Nobel-prize author William Golding, who grew up in Marlborough, tried to rape a 15-year-old girl in the town, according to a biography due to be published.

It happened when he was in his late teens and on holiday from Oxford university.

The biography has been written by John Carey, emeritus professor of English literature at Oxford, who will be presenting Marlborough’s inaugural literary lecture on September 18.

Mayor Nick Fogg has launched what he hopes will become an annual series of lectures by leading figures.

Golding, who died aged 81 in 1993 and is buried in Salisbury, was born in Cornwall and came to Marlborough with his parents, who lived on The Green. His father was a teacher at Marlborough Grammar School and his mother a leader in the suffragette movement.

From the grammar school Golding went to Oxford and although his family wanted him to be a scientist he rebelled and studied literature.

Prof Carey was given access to a personal journal and diary kept over two decades by Golding. It is from this and an unpublished memoir Golding left for his wife that Prof Carey has extracted the confession.

Golding was 18, so the year would have been 1929. The girl, identified in Carey’s jottings, as Dora, was precocious, he wrote. Golding said she fought him off and ran away as he stood shouting: “I’m not going to hurt you.”

Two years later Golding met the girl again and had, according the writer’s memoirs, lusty sex in a field although he believed she consented in some kind of attempt to discredit the family because his father was a teacher.

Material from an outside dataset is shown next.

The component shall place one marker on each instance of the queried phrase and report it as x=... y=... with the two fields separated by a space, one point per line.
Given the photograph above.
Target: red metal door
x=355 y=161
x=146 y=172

Golding who taught for a time at Bishop Wordsworth’s school in Salisbury, admitted in his memoirs that he divided his pupils into gangs with one attacking a prehistoric camp defended by another group – the theme of his best-selling Lord of the Flies, about boys stranded on an island.

Coun Fogg said: “I met William Golding at the funeral of Mrs Winburne, his old schoolma’am. He was as charming and erudite as one might expect a Nobel literature laureate to be.

“It is wonderful that his distinguished biographer, Professor John Carey, is coming to deliver the first Mayoral Literary Lecture.

“Doubtless he will have much to tell us about this Marlborough man of huge distinction. I’m particularly proud that this is in essence a launch of the book in Golding’s home town.”